Moncef Marzouki estime que « ceci entre dans le cadre d’une campagne de dénigrement en préambule des prochains rendez-vous électoraux ». Il a ainsi chargé ses avocats Omar Chetoui et Lamia Khemiri de déposer une plainte contre Sahbi Amri. Il rappelle qu’il attend encore les décisions de la « justice indépendante » quant à ses plaintes déposées depuis 2014 sur les défaillances commises lors des dernières élections, la plainte déposée contre le conseiller Noureddine Ben Ticha il y a deux ans et la plainte déposée il y a quelques mois contre ceux qui l’ont empêché d’atteindre la radio Ribat à Monastir.

Pour rappel, les élections de 2014 se sont déroulées normalement et sans défaillances majeures, si l’on témoigne des rapports de l’Isie et de la Cour des comptes ainsi que ceux des observateurs indépendants de l’Union européenne et des différentes ONG tunisiennes et étrangères.

L’Isie a même épinglé Moncef Marzouki en l’accusant d’avoir été celui qui a triché le plus lors de ces élections. Pour la plainte contre Noureddine Ben Ticha, il n’y a absolument aucune preuve contre le conseiller du président de la République s’il a monté cette vidéo-polémique décontextualisant les propos de Moncef Marzouki lors d’un discours prononcé à Doha. Enfin, concernant la radio Ribat, il s’agit de jeunes qui lui ont crié Dégage et bloqué sa voiture. Y a-t-il eu vraiment un empêchement d’accéder à la radio alors que Moncef Marzouki était escorté par des agents des forces de l’ordre ?

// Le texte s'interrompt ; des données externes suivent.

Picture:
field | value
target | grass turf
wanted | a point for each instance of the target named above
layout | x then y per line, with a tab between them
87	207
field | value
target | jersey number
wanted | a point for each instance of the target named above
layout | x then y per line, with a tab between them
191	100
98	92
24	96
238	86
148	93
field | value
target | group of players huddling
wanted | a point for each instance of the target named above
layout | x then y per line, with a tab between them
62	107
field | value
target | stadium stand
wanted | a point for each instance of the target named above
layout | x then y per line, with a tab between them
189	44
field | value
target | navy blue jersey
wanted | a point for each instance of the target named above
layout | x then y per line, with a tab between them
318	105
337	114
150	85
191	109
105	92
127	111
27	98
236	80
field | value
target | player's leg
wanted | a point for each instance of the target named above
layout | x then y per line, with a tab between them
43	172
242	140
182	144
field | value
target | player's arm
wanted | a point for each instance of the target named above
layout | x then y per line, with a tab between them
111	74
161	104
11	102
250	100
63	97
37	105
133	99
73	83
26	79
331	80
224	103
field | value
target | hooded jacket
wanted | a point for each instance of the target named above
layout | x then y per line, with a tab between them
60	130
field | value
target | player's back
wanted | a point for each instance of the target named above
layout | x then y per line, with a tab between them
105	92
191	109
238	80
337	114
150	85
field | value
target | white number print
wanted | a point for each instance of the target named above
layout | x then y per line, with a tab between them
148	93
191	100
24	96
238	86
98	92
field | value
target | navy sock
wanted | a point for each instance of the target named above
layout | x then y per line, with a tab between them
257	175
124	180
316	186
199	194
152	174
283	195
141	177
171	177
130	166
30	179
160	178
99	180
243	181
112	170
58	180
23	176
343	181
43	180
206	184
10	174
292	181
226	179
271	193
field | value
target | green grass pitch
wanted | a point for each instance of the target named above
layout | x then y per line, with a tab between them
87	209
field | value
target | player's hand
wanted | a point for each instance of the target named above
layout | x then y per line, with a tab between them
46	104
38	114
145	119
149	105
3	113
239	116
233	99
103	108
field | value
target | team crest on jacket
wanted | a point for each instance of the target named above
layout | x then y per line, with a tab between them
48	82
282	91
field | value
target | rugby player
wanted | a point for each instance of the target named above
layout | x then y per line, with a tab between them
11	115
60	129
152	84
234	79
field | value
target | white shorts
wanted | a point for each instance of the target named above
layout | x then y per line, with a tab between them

Quant à Sahbi Amri, il est bon de rappeler que ce médecin et président du Réseau des blogueurs libres n’a pas cessé d’avoir des ennuis judiciaires et subi des peines privatives de liberté depuis l’époque Bourguiba. Sous la troïka, c’est l’un des proches de Moncef Marzouki, Salim Ben Hamidane, qui a porté plainte contre lui et une peine de prison a été prononcée contre lui à l’époque. Depuis 2014, il a séjourné deux fois en prison, toujours suite à ses écrits incendiaires, et a dû la quitter pour des raisons humanitaires. Le sexagénaires est amputé des deux jambes et traine plusieurs maladies lourdes qui font que sa détention soit impossible dans des conditions décentes et légales.